Netflixを開く度に何度も目にしていたタイトルで、韓国のみならずたくさんの国で大ヒットした作品ということは知っていましたが、”韓流ドラマ” に対して持っていたイメージ(なんだか、とかく激しそう・・・)のせいで 食わず嫌いをして、これまで観ることなくきていました。
が、先日 友人と食事をしていたときに、韓国ドラマを観るかと訊かれ、全く見ないと答えたら、お勧めがある、あとでリストを送るから、是非見てみて!と言われたのですが、送られてきたリストの筆頭にあったこの『ウ・ヨンウ弁護士は天才肌』、さほど期待せずに観始めたのでした。

観始めると、たちまち引き込まれ、友人の言う通り、ほぼ毎晩時間を作って、半月かからず全16話を見終えましたが、本当に面白い作品でした。

まず、主人公のウ・ヨンウの愛らしさ。独特な言動は興味深く、彼女自身が自分の行動を丁寧に解説する言葉は分かりやすく、気づけば相当 惹きこまれていました、ドラマに出てくる周囲の人々と同様に。

また、法廷ものドラマとしても恋愛ドラマとしても、とても上質でした。毎話 描かれた事件には、韓国の社会が描き出されており、それは日本に生きる私たちにも身に覚えのある問題でした。マイノリティの立場にある人たちに対する社会の差別意識も、親子の情愛も家族の確執も、大いに共感しながら観ました。
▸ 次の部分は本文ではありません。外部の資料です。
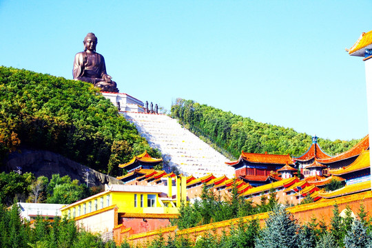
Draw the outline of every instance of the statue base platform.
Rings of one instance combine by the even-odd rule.
[[[144,113],[143,103],[126,94],[101,92],[105,98],[110,101],[118,107],[118,111],[134,112]]]

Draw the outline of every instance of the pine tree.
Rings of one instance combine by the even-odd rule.
[[[256,248],[297,248],[300,225],[293,216],[278,207],[269,214],[266,227],[256,240]]]
[[[316,248],[339,248],[339,247],[332,234],[324,233],[320,236]]]
[[[355,219],[344,238],[345,248],[364,248],[372,245],[372,237],[367,234],[366,227]]]
[[[337,204],[333,205],[332,211],[333,216],[331,218],[330,231],[338,244],[340,245],[340,246],[342,246],[342,217],[340,216],[340,211],[338,210],[338,205]]]
[[[360,203],[360,205],[359,207],[359,213],[358,214],[358,216],[364,226],[366,226],[370,224],[369,220],[367,219],[368,211],[366,211],[366,208],[363,203]]]
[[[314,230],[307,225],[303,225],[298,232],[298,248],[313,248],[316,241]]]

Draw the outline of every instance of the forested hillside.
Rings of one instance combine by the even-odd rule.
[[[145,149],[161,156],[92,84],[0,67],[0,161],[21,147],[110,174]]]
[[[178,99],[172,107],[172,114],[230,158],[238,158],[242,150],[300,156],[311,143],[311,136],[292,128],[259,123],[192,100]],[[330,155],[344,152],[358,141],[318,139],[320,147]]]

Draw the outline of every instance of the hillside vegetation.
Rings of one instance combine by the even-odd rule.
[[[110,174],[145,149],[161,156],[92,84],[0,67],[0,161],[21,146]]]
[[[310,135],[292,128],[257,122],[192,100],[178,99],[172,106],[172,114],[230,158],[238,158],[242,150],[300,156],[311,143]],[[344,152],[358,141],[318,139],[322,149],[330,155]]]

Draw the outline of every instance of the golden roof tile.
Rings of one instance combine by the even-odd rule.
[[[342,176],[370,167],[369,150],[360,154],[350,165],[338,169],[329,169],[328,172],[335,176]]]
[[[341,189],[336,189],[331,192],[320,194],[320,196],[324,198],[333,198],[358,192],[362,192],[371,189],[371,181],[355,183],[350,185],[346,185]]]

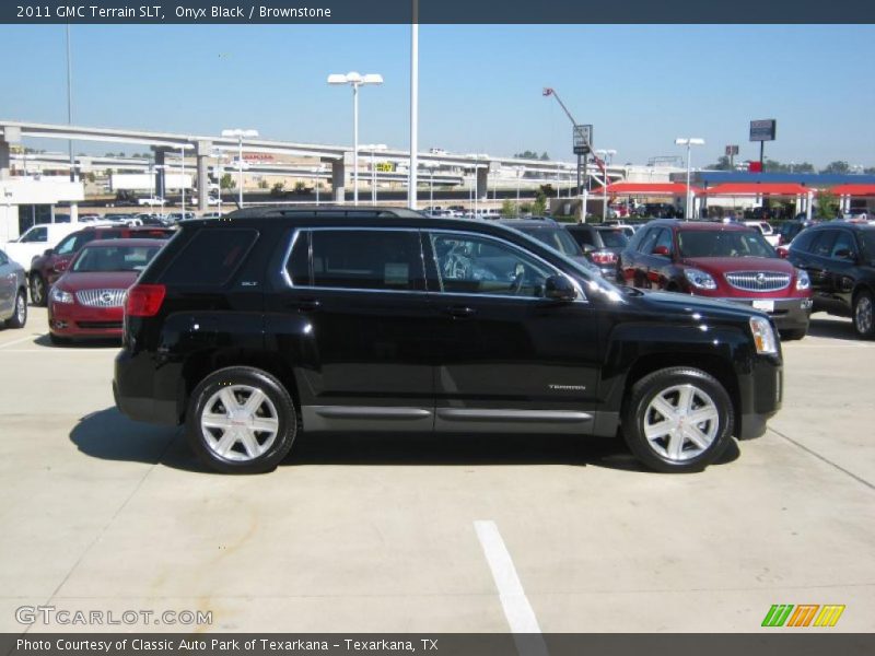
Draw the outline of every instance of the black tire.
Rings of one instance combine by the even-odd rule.
[[[15,307],[12,317],[7,319],[7,328],[24,328],[27,323],[27,292],[19,290],[15,294]]]
[[[854,324],[854,332],[861,339],[875,339],[875,300],[872,292],[861,290],[854,295],[854,307],[851,313],[851,320]]]
[[[61,337],[60,335],[55,335],[54,332],[48,333],[48,339],[56,347],[66,347],[73,341],[69,337]]]
[[[267,432],[249,432],[250,438],[256,440],[256,447],[261,448],[269,444],[264,453],[257,456],[250,456],[245,441],[237,438],[233,440],[228,456],[221,456],[217,450],[221,445],[214,443],[221,442],[226,431],[203,427],[201,424],[203,413],[208,409],[214,411],[217,408],[223,408],[223,401],[218,399],[217,395],[229,388],[238,403],[247,400],[243,395],[248,389],[259,390],[269,400],[269,403],[262,402],[256,408],[261,412],[257,419],[276,420],[278,427],[272,442]],[[245,403],[241,403],[237,409],[242,410],[243,405]],[[229,412],[228,409],[224,411]],[[298,434],[298,413],[292,397],[277,378],[258,368],[232,366],[213,372],[191,393],[186,414],[186,434],[191,449],[211,469],[223,473],[264,473],[276,469],[292,448]]]
[[[808,335],[807,326],[805,328],[794,328],[793,330],[781,330],[781,339],[783,341],[803,339],[806,335]]]
[[[714,419],[702,421],[696,426],[681,423],[681,426],[686,427],[679,429],[681,431],[680,453],[677,457],[670,457],[668,452],[672,449],[673,443],[668,441],[674,441],[676,436],[673,434],[664,443],[651,442],[645,436],[644,424],[645,420],[651,421],[660,417],[658,410],[650,407],[651,402],[654,402],[656,397],[663,394],[668,394],[670,398],[675,393],[668,390],[678,386],[691,386],[686,388],[692,390],[691,405],[695,405],[697,399],[710,401],[710,405],[702,403],[701,408],[697,407],[695,410],[711,410],[714,412]],[[678,397],[678,406],[680,406],[680,397]],[[734,417],[732,399],[716,378],[691,367],[664,368],[648,374],[632,386],[629,402],[622,412],[622,433],[635,457],[650,469],[669,473],[701,471],[716,460],[730,445]],[[663,420],[668,422],[669,418],[663,417]],[[704,431],[701,430],[701,426],[705,426]],[[684,433],[684,431],[692,429],[698,431],[697,434],[713,432],[710,444],[701,448],[698,454],[696,454],[697,445]],[[691,448],[686,448],[688,446]]]
[[[31,273],[28,281],[31,288],[31,304],[45,307],[48,302],[48,285],[39,273]]]

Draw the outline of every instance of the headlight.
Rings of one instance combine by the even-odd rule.
[[[750,317],[750,332],[754,333],[757,353],[778,353],[778,340],[774,339],[774,330],[769,319]]]
[[[51,300],[55,303],[72,303],[73,295],[70,292],[65,292],[58,288],[51,288]]]
[[[718,283],[711,278],[710,273],[705,273],[699,269],[684,269],[684,276],[687,281],[697,290],[715,290]]]

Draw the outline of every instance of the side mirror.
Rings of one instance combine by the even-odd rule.
[[[670,257],[670,254],[668,253],[668,246],[656,246],[652,250],[652,253],[653,253],[653,255],[661,255],[663,257]]]
[[[564,276],[550,276],[544,283],[544,297],[571,303],[578,297],[578,290]]]

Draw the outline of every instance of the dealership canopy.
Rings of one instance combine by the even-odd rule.
[[[594,189],[593,194],[600,195],[605,188]],[[699,189],[691,187],[693,194]],[[614,196],[685,196],[687,185],[682,183],[614,183],[608,185],[608,194]]]
[[[795,183],[724,183],[701,190],[708,196],[807,196],[810,187]]]
[[[836,196],[875,197],[875,185],[837,185],[830,189]]]

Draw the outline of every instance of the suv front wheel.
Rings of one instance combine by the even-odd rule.
[[[207,376],[188,405],[191,448],[210,468],[225,473],[272,471],[298,433],[294,403],[270,374],[233,366]]]
[[[690,367],[664,368],[632,386],[622,432],[638,459],[656,471],[699,471],[732,440],[733,406],[720,382]]]

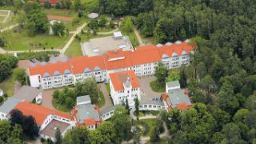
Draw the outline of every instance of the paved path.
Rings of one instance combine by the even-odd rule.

ウ・ヨンウが自分のことを、ドキュメンタリー番組で見た “迷子のイッカク” にそっくりなのだ、という台詞がありました。
迷子のイッカクはシロイルカの群れに混ざり一緒に暮らしていた、慣れない海で慣れないシロイルカと暮らしているイッカクは、みんなと違うからなかなか溶け込めないし、嫌われることも多い、と。
そして、
それでも私は平気です、これが私の人生だから。
私の人生は、おかしくて風変りだけど、価値があって美しいです。
そう言いました。

目頭にきました。
この作品は、「私の頭の中は自分のことでいっぱいで、そばにいる人を孤独にさせます。いつ、なぜそうさせたかも気づかず、どうすべきかもわかりません」と自分のことを言う、自閉スペクトラム症のウ・ヨンウが、その素直さ、純粋な愛らしさと “天才肌” であることによって、職場の仲間の心を動かし、信頼関係を築いていきます。

この作品は、「普通ではない」ことを肯定するお話でした。自分と “違う” 人を理解して共に生きていく、優しい世界を描いていました。
友人の強いススメのおかげで出会えた、忘れられない作品になりました。よかったです。